Não se aceita dizer que não é esporte. Para eles, a condição atlética e força necessárias mostram que é, sim. E é opinião não apenas dos lutadores mas dos familiares deles. Alguns apoiam, outros têm medo.
“Meu pai não gosta porque diz que eu posso me machucar”, afirma Thuro Thuro, revirando os olhos com a descrença de que isso vá acontecer. Realmente não ocorre. Ele sai ileso.
A mãe de Tolo, o Infernal, chegou a treinar com ele. Queria ser juíza, na verdade. Mas deslocou o ombro e desistiu.
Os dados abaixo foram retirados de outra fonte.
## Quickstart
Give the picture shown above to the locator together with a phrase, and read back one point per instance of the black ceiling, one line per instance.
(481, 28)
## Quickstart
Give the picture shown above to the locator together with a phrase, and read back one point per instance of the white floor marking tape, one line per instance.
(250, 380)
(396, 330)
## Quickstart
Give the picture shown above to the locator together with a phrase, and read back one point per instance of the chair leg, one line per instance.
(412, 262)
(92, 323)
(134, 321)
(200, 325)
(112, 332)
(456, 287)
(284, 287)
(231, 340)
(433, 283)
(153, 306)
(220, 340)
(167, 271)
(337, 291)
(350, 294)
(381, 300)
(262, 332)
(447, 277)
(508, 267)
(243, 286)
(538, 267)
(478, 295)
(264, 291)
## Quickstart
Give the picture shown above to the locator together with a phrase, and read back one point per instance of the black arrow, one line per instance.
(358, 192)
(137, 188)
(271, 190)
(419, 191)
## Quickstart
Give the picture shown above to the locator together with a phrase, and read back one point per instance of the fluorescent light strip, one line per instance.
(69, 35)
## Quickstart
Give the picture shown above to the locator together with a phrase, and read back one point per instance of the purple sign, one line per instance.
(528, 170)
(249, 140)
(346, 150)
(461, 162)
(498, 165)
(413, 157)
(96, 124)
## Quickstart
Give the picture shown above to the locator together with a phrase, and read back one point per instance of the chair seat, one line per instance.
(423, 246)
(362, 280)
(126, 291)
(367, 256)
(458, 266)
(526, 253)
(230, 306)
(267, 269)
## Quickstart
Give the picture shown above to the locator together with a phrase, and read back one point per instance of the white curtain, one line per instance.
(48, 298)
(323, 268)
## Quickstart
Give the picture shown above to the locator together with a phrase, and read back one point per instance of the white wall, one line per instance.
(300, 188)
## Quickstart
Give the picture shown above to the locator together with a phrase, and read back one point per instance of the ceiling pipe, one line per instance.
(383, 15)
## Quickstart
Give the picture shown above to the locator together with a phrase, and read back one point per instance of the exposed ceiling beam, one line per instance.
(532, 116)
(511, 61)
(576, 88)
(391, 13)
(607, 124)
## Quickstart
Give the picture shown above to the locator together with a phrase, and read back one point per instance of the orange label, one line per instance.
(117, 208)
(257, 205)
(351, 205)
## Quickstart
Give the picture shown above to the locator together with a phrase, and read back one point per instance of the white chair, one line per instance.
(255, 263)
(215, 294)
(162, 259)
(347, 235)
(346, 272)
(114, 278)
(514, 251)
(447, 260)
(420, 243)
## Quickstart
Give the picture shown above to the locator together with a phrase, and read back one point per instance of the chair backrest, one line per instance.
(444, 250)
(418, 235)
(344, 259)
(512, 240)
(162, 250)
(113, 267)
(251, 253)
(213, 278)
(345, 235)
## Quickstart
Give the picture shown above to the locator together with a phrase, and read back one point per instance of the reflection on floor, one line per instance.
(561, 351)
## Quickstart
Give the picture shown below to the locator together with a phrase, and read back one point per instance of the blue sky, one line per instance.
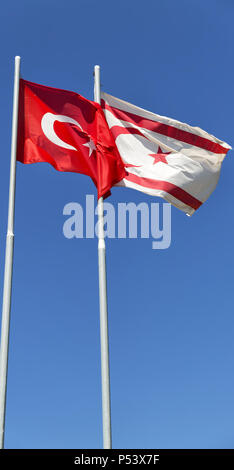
(170, 311)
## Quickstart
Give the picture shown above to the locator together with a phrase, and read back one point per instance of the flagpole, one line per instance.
(6, 305)
(106, 412)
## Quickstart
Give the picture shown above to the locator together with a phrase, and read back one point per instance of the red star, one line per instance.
(160, 156)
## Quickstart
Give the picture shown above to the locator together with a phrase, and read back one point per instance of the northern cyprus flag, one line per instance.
(164, 157)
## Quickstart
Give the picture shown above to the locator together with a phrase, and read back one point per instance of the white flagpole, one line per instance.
(6, 305)
(106, 412)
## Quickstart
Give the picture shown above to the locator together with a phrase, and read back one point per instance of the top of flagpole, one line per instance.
(97, 85)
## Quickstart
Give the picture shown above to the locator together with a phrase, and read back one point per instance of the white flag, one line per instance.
(164, 157)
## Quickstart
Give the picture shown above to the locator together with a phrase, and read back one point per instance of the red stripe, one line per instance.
(166, 130)
(169, 188)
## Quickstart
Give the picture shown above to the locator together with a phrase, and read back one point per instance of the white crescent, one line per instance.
(47, 125)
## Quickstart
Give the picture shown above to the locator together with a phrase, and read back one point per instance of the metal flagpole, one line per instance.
(106, 412)
(6, 305)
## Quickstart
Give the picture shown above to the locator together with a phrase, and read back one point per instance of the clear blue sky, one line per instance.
(170, 312)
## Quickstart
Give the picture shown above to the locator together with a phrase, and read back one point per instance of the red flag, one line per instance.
(69, 132)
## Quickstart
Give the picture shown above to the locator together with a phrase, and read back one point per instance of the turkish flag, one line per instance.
(69, 132)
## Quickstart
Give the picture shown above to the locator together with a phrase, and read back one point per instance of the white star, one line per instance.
(91, 146)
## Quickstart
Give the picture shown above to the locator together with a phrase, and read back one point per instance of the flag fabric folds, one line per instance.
(164, 157)
(69, 132)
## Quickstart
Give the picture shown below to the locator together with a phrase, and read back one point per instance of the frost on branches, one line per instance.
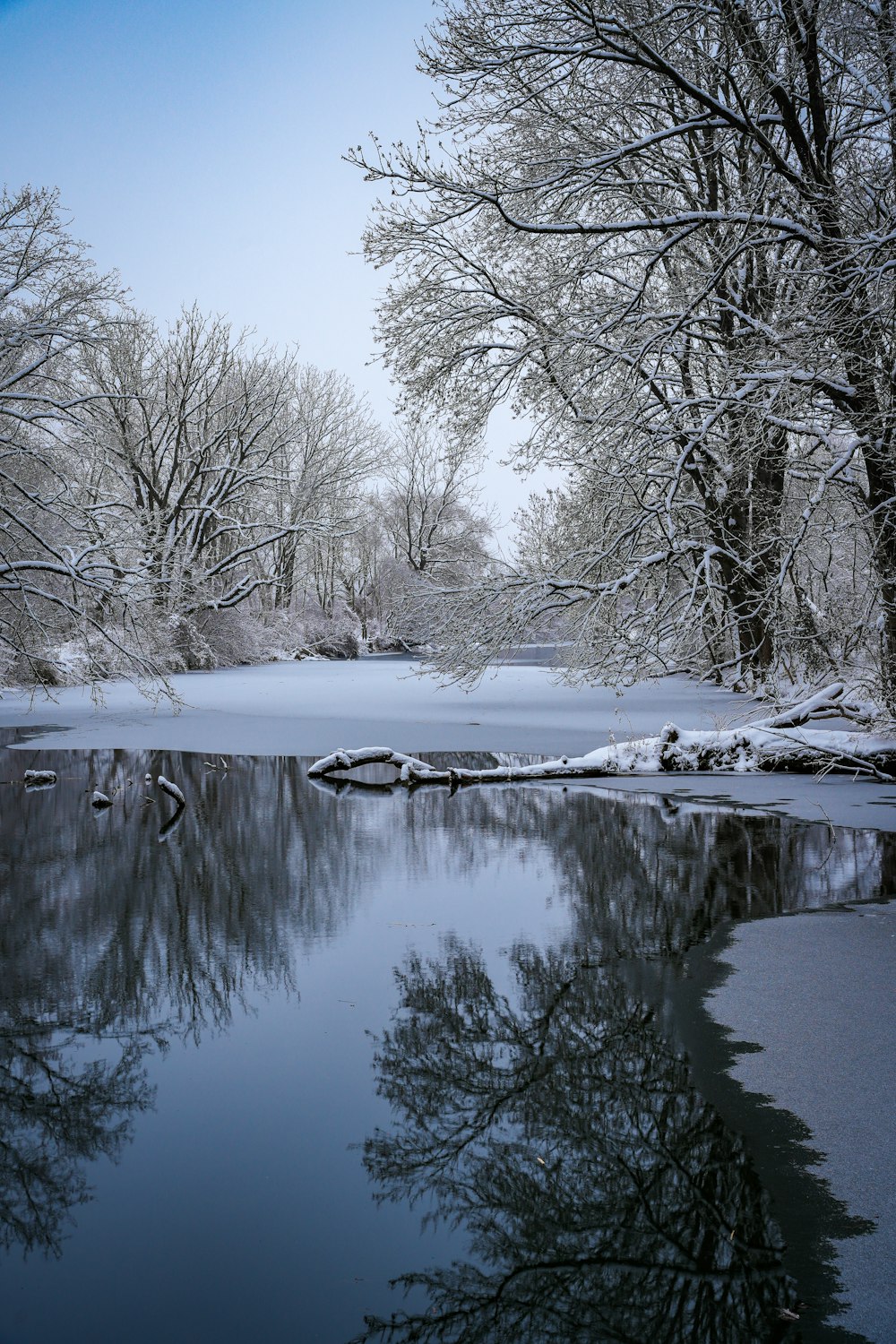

“A luta livre une as pessoas, todos se ajudam, as famílias participam…”, diz Rurik Jr, as mãos nos bolsos para se proteger do vento gelado no estacionamento que também serve como vestiário. Ele para porque chega um carro, buzinando.
“É a minha mulher! Veio trazer a roupa que eu uso no ringue”, completa.
Minutos depois, ela está na plateia, a aplaudir os mocinhos e a vaiar os lutadores que encarnam o papel de vilões, com outras 699 pessoas.